The overt pro-police milieu existent in many political extremist circles, specifically the ‘Back the Blue’ movement, serves as an ancillary point in theorizing why officers may have displayed a form of “Extremism within the police force,” as Care First co-founder, Bill Kelly puts it. “[It] can’t be tolerated and the community deserves a full accounting, rather than claims that personnel confidentiality is more important than public confidence in the police.” 

The delineation of what constitutes a hate crime vs a hate incident gives rise to its own individual set of circumstances that engender conflicting definitions.

Specifically in the case of Richcreek, Deputy District Attorney Fernando Sanchez told the South Pasadenan News that the racial sensitivity provision was added even though the DA’s office determined there was “no evidence to show racial bias.” He said it was done at the request of James and Patterson — both victims in the case — who unsuccessfully lobbied the D.A.’s office to add a hate crime enhancement to the misdemeanor charges.

LA District Attorney George Gascón sought to end hate enhancements for criminals. After considerable pushback, he amended the directive, saying he would “allow enhanced sentences in cases involving the most vulnerable victims and in specified extraordinary circumstances,” but warned, “these exceptions shall be narrowly construed.”

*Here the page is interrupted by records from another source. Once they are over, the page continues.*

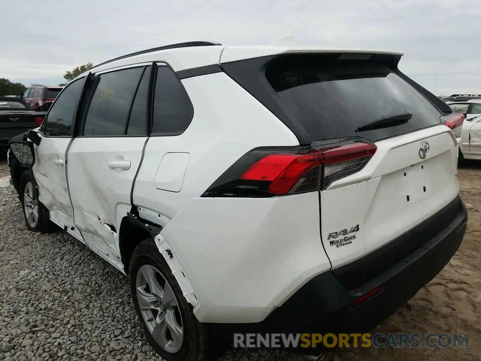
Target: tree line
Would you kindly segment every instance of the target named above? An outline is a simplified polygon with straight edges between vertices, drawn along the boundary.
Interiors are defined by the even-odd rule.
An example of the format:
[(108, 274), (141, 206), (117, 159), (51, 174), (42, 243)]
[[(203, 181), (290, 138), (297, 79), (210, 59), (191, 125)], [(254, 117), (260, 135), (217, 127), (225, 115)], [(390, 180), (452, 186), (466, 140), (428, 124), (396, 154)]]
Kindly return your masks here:
[[(61, 83), (59, 85), (63, 86), (67, 83), (75, 79), (77, 76), (93, 66), (91, 63), (88, 63), (80, 66), (76, 66), (71, 70), (65, 72), (63, 76), (65, 79), (64, 83)], [(30, 86), (33, 84), (30, 84)], [(23, 93), (28, 87), (21, 83), (13, 83), (8, 79), (0, 78), (0, 96), (2, 95), (19, 95)]]

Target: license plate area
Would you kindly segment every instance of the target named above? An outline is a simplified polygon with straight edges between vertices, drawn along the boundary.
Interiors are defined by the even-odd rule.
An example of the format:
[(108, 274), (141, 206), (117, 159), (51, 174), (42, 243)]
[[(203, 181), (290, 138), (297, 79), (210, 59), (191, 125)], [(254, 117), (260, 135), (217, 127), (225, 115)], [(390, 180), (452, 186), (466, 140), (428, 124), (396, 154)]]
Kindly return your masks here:
[(432, 173), (429, 171), (428, 162), (413, 165), (401, 170), (398, 194), (404, 201), (412, 203), (428, 196), (432, 192)]

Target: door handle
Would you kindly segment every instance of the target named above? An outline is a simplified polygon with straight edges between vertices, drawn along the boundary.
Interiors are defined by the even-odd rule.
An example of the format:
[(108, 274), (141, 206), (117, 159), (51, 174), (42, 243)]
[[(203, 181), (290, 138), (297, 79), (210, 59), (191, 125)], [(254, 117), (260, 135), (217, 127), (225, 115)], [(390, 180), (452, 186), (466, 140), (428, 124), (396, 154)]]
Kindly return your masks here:
[(63, 166), (63, 160), (61, 158), (57, 158), (53, 160), (53, 163), (57, 166)]
[(130, 162), (128, 160), (111, 160), (107, 164), (107, 166), (112, 169), (119, 168), (127, 170), (130, 168)]

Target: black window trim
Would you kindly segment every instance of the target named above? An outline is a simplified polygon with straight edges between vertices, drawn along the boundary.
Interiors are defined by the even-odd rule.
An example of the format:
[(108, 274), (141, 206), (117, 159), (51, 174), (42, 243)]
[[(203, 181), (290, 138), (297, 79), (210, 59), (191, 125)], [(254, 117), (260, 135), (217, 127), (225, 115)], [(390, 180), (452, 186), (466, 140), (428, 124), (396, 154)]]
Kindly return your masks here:
[[(140, 76), (139, 78), (139, 80), (137, 81), (137, 85), (135, 87), (135, 89), (134, 90), (134, 95), (132, 96), (132, 99), (130, 99), (130, 104), (128, 106), (128, 110), (127, 111), (127, 116), (125, 118), (125, 122), (124, 124), (124, 135), (127, 135), (127, 130), (128, 129), (128, 124), (130, 122), (130, 115), (132, 114), (132, 108), (134, 107), (134, 103), (135, 102), (135, 97), (137, 96), (137, 92), (139, 91), (139, 87), (140, 86), (140, 83), (142, 82), (142, 79), (144, 77), (144, 75), (145, 74), (145, 71), (147, 70), (147, 65), (144, 66), (144, 68), (142, 69), (142, 72), (140, 73)], [(150, 79), (149, 79), (149, 82)], [(150, 86), (150, 83), (149, 83), (148, 85)], [(146, 119), (147, 121), (147, 119)], [(129, 135), (133, 135), (133, 134), (129, 134)], [(143, 134), (142, 134), (143, 135)], [(147, 132), (146, 132), (145, 135), (147, 135)]]
[[(125, 138), (125, 137), (146, 137), (148, 136), (147, 134), (125, 134), (126, 131), (126, 128), (124, 126), (124, 133), (123, 134), (116, 134), (112, 135), (85, 135), (82, 133), (85, 129), (85, 122), (87, 120), (87, 114), (89, 112), (89, 108), (90, 107), (90, 103), (92, 102), (92, 99), (93, 98), (94, 94), (95, 92), (95, 90), (97, 89), (97, 87), (98, 85), (99, 81), (100, 79), (100, 77), (99, 76), (101, 75), (102, 74), (107, 74), (109, 73), (113, 73), (116, 71), (120, 71), (121, 70), (125, 70), (127, 69), (133, 69), (134, 68), (141, 68), (143, 67), (144, 69), (142, 71), (142, 74), (141, 76), (139, 77), (139, 81), (137, 83), (137, 85), (136, 88), (134, 92), (134, 94), (132, 95), (132, 98), (130, 100), (130, 103), (129, 106), (129, 109), (128, 112), (128, 117), (130, 117), (130, 112), (132, 111), (132, 107), (133, 105), (133, 101), (135, 99), (135, 95), (137, 94), (137, 90), (139, 88), (139, 86), (140, 84), (140, 82), (142, 80), (141, 75), (143, 75), (145, 71), (145, 68), (147, 68), (149, 65), (152, 65), (152, 63), (151, 62), (143, 62), (137, 63), (135, 64), (130, 64), (129, 65), (124, 65), (122, 66), (118, 66), (115, 68), (112, 68), (111, 69), (108, 69), (104, 70), (102, 70), (101, 71), (99, 71), (97, 73), (95, 73), (93, 75), (93, 81), (92, 82), (92, 85), (90, 86), (89, 89), (88, 94), (85, 99), (85, 102), (84, 104), (82, 106), (82, 115), (79, 119), (79, 129), (78, 131), (77, 132), (76, 134), (75, 135), (76, 138)], [(150, 84), (149, 85), (150, 85)], [(59, 94), (60, 95), (60, 94)], [(128, 119), (127, 117), (127, 119)]]
[[(69, 82), (67, 84), (63, 89), (60, 91), (57, 97), (55, 98), (55, 100), (53, 101), (52, 105), (50, 106), (49, 108), (48, 111), (47, 112), (47, 114), (45, 115), (45, 116), (44, 118), (44, 121), (42, 122), (42, 125), (39, 129), (39, 132), (41, 134), (42, 136), (44, 138), (72, 138), (75, 137), (75, 129), (76, 129), (77, 124), (78, 122), (78, 115), (80, 114), (80, 111), (81, 110), (81, 103), (82, 101), (84, 99), (85, 96), (86, 95), (86, 90), (88, 89), (88, 87), (89, 86), (89, 82), (88, 81), (89, 78), (91, 78), (92, 77), (91, 73), (88, 73), (85, 75), (80, 77), (78, 78), (76, 78), (72, 81)], [(49, 115), (50, 114), (50, 111), (53, 107), (53, 105), (55, 104), (55, 102), (60, 97), (62, 93), (68, 88), (70, 85), (73, 84), (74, 83), (81, 81), (83, 79), (84, 81), (84, 86), (82, 89), (82, 90), (80, 92), (80, 97), (78, 99), (78, 101), (77, 102), (76, 104), (75, 105), (76, 110), (74, 113), (73, 118), (72, 121), (72, 125), (70, 128), (70, 135), (47, 135), (45, 134), (45, 128), (47, 127), (47, 122), (48, 121)]]

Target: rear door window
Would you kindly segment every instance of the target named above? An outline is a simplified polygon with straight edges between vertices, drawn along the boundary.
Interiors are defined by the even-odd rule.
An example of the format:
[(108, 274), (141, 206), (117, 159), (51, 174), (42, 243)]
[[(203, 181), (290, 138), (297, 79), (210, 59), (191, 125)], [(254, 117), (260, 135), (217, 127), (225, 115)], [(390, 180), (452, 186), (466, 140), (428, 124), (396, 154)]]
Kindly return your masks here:
[(85, 136), (122, 135), (130, 103), (143, 67), (132, 68), (98, 76), (97, 88), (87, 111)]
[[(440, 124), (441, 112), (381, 64), (290, 55), (274, 60), (266, 76), (313, 141), (359, 136), (377, 141)], [(406, 113), (412, 117), (404, 124), (359, 129)]]
[(157, 67), (153, 101), (152, 132), (176, 135), (189, 126), (194, 108), (187, 92), (168, 66)]

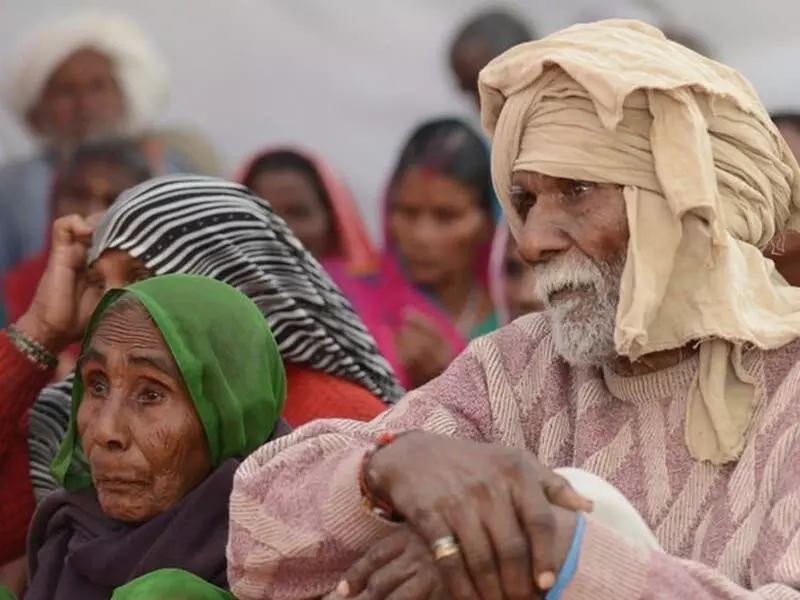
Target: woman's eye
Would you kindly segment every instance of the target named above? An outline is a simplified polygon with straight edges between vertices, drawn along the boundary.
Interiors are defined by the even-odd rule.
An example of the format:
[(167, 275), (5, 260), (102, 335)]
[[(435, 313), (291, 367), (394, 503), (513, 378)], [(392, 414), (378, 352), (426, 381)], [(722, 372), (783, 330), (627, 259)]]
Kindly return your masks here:
[(158, 404), (164, 399), (164, 394), (152, 389), (145, 389), (139, 394), (139, 402), (142, 404)]
[(89, 392), (95, 397), (105, 396), (108, 390), (105, 378), (99, 375), (90, 375), (86, 382), (86, 387), (89, 388)]
[(581, 194), (585, 194), (586, 192), (590, 192), (595, 188), (595, 184), (591, 181), (573, 181), (572, 182), (572, 193), (576, 196), (580, 196)]

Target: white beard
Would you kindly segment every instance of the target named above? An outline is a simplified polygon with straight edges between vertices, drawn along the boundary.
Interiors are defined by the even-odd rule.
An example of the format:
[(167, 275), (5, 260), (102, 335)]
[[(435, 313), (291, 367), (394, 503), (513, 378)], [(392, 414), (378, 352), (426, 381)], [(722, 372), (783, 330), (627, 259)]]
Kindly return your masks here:
[[(569, 364), (602, 366), (617, 357), (614, 329), (624, 268), (624, 254), (612, 262), (596, 262), (579, 252), (534, 267), (536, 295), (552, 321), (553, 343)], [(581, 293), (551, 299), (569, 289)]]

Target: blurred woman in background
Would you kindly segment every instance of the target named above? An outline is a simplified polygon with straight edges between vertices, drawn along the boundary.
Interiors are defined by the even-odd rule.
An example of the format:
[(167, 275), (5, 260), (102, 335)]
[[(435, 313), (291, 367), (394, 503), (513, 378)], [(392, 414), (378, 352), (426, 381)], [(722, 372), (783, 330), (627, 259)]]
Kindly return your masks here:
[[(0, 567), (24, 552), (69, 422), (73, 378), (42, 390), (102, 292), (154, 275), (214, 277), (247, 295), (285, 363), (284, 417), (370, 420), (402, 394), (350, 303), (270, 207), (241, 185), (171, 176), (128, 190), (93, 227), (53, 227), (31, 307), (0, 330)], [(0, 569), (0, 579), (2, 570)]]
[[(464, 347), (460, 334), (429, 298), (402, 277), (384, 277), (380, 253), (370, 240), (355, 198), (325, 161), (297, 149), (269, 149), (251, 158), (238, 179), (267, 200), (322, 263), (353, 303), (404, 387), (427, 382)], [(446, 341), (446, 352), (429, 358), (426, 365), (439, 366), (425, 373), (404, 363), (404, 357), (413, 352), (401, 355), (416, 343), (407, 339), (413, 332), (403, 333), (408, 329), (404, 325), (410, 322), (413, 327), (420, 321), (423, 335), (432, 330), (437, 339)], [(431, 345), (426, 337), (419, 344), (423, 350)]]
[(487, 288), (496, 204), (489, 152), (456, 119), (424, 123), (409, 138), (385, 199), (386, 276), (423, 291), (465, 339), (494, 330)]
[(354, 275), (374, 268), (377, 251), (358, 204), (322, 159), (291, 148), (268, 149), (247, 162), (238, 180), (267, 200), (321, 263), (341, 261)]
[[(47, 243), (50, 186), (64, 157), (87, 140), (149, 138), (171, 83), (147, 33), (116, 14), (80, 12), (44, 23), (13, 58), (5, 100), (39, 153), (0, 168), (0, 276)], [(151, 165), (158, 173), (191, 171), (173, 148), (158, 155)]]
[(489, 259), (489, 289), (500, 325), (544, 308), (536, 296), (533, 267), (517, 249), (505, 220), (497, 224)]
[[(88, 217), (104, 212), (123, 191), (152, 176), (139, 146), (127, 140), (85, 142), (65, 161), (50, 193), (51, 221), (77, 214)], [(45, 250), (11, 270), (3, 281), (3, 302), (13, 323), (28, 310), (47, 267)]]

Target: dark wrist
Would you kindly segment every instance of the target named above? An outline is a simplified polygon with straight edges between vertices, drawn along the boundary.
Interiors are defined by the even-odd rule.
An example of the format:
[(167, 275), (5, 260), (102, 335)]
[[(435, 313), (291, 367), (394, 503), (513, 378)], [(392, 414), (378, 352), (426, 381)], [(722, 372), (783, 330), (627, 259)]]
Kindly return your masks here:
[(58, 356), (69, 345), (63, 334), (54, 331), (52, 327), (47, 326), (41, 319), (29, 313), (22, 315), (14, 323), (14, 327), (55, 356)]
[(392, 503), (391, 483), (394, 478), (393, 465), (397, 457), (404, 454), (405, 444), (413, 443), (422, 431), (407, 431), (396, 434), (389, 444), (378, 444), (364, 462), (364, 483), (379, 500)]

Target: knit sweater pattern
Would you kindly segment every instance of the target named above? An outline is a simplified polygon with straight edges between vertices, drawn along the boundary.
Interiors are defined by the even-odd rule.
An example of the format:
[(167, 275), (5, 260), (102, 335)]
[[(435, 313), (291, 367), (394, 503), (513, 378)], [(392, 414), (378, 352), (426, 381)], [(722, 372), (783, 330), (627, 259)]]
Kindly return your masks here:
[(685, 443), (696, 358), (633, 377), (572, 368), (546, 317), (523, 317), (374, 421), (312, 423), (250, 456), (231, 497), (232, 591), (242, 600), (329, 592), (396, 527), (363, 508), (361, 457), (379, 433), (423, 429), (586, 469), (636, 507), (663, 552), (640, 550), (589, 515), (563, 600), (800, 599), (798, 357), (800, 341), (745, 351), (765, 400), (740, 459), (714, 466)]

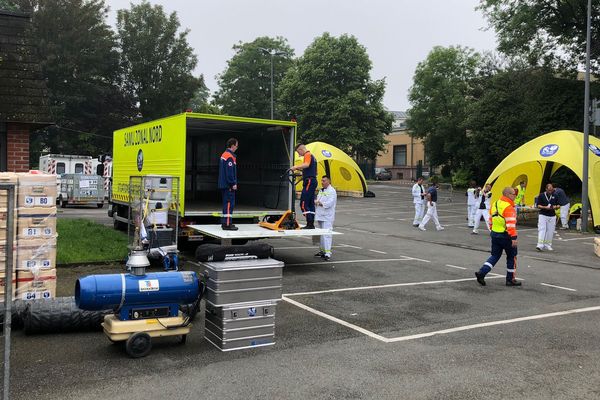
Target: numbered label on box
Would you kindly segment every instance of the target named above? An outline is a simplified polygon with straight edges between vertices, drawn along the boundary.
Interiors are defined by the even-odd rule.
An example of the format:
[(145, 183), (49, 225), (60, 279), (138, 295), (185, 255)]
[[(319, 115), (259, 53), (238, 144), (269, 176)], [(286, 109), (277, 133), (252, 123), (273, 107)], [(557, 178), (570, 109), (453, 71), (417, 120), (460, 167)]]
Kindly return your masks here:
[(21, 295), (22, 300), (42, 300), (52, 298), (52, 292), (45, 290), (43, 292), (25, 292)]
[(52, 266), (52, 263), (50, 262), (50, 260), (25, 260), (25, 261), (23, 261), (24, 269), (36, 269), (36, 268), (50, 269), (51, 266)]
[(54, 230), (52, 228), (25, 228), (23, 229), (23, 236), (26, 237), (40, 237), (40, 236), (52, 236)]
[(51, 196), (25, 196), (25, 207), (47, 207), (54, 205), (54, 197)]

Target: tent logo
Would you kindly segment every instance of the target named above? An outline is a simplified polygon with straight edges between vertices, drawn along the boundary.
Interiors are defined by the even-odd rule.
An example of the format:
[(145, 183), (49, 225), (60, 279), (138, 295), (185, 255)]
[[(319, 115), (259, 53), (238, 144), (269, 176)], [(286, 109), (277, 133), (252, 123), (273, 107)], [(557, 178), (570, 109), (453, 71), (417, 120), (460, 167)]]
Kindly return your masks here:
[(590, 143), (589, 147), (590, 147), (590, 150), (592, 151), (592, 153), (594, 153), (595, 155), (600, 157), (600, 149), (598, 148), (598, 146), (595, 146)]
[(144, 168), (144, 152), (142, 151), (142, 149), (140, 149), (140, 151), (138, 151), (137, 165), (138, 165), (138, 171), (141, 172), (142, 168)]
[(542, 157), (550, 157), (555, 155), (558, 152), (558, 145), (557, 144), (548, 144), (544, 147), (542, 147), (542, 149), (540, 150), (540, 154), (542, 155)]

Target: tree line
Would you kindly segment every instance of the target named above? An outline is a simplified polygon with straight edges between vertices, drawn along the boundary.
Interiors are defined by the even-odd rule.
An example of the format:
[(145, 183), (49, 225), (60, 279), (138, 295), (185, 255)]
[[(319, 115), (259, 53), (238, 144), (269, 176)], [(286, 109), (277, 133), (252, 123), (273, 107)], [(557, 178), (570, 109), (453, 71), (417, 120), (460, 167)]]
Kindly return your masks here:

In accordance with California law, what constitutes a hate crime aligns with SPPD’s own code, however, the evidence necessary to formally charge a committal of a hate crime — or act of compliance — is obfuscated by the many underlying biases allegedly held by the very officials or persons in power involved — either directly or indirectly involved — in these incidents and/or investigations. This has led to an assertion that two different representatives from SPPD, Chief Brian Solinsky, and Richard Lee, presented unsatisfactory definitions and requirements for a hate crime, specifically citing a Public Safety Commission meeting on May 10, 2021. Lee, Crime Prevention Unit Officer, stated that a hate crime “is not a crime by itself”, rather an “‘enhancement’ to predicate a crime such as assault,” reads an overview of Lee’s “wrong restating of the law.”

Shortly after being hired as the new Chief in May, and proceeding the City’s investigations, Solinsky made a presentation at a council meeting, but did not directly address the investigation. In brief remarks, he stated that his philosophy is to have a department that is “highly visible, accessible and responsive yet policing with compassion, purpose and in partnership with the community.”

Precisely a year since the first Richcreek incident on July 8, the South Pasadena Police Department shared an infographic via the City Hall Scoop Blog, HATE CRIMES: WHAT YOU NEED TO KNOW TO PROTECT YOURSELF AND OTHERS.

“The AG has said publicly that his administration will prioritize getting involved in hate and bias issues like the ones the City is choosing to brush under the rug,” says James, after the secondary letter was submitted. “I hope the AG makes good on his promise, and understands based on the overwhelming evidence we included in our complaint that the issues at SPPD run deep and the State must step in to help root them out. His actions here can send a message to other police departments operating under the radar that biased policing will be held accountable,” she concluded in a statement given to the South Pasadenan News on Friday.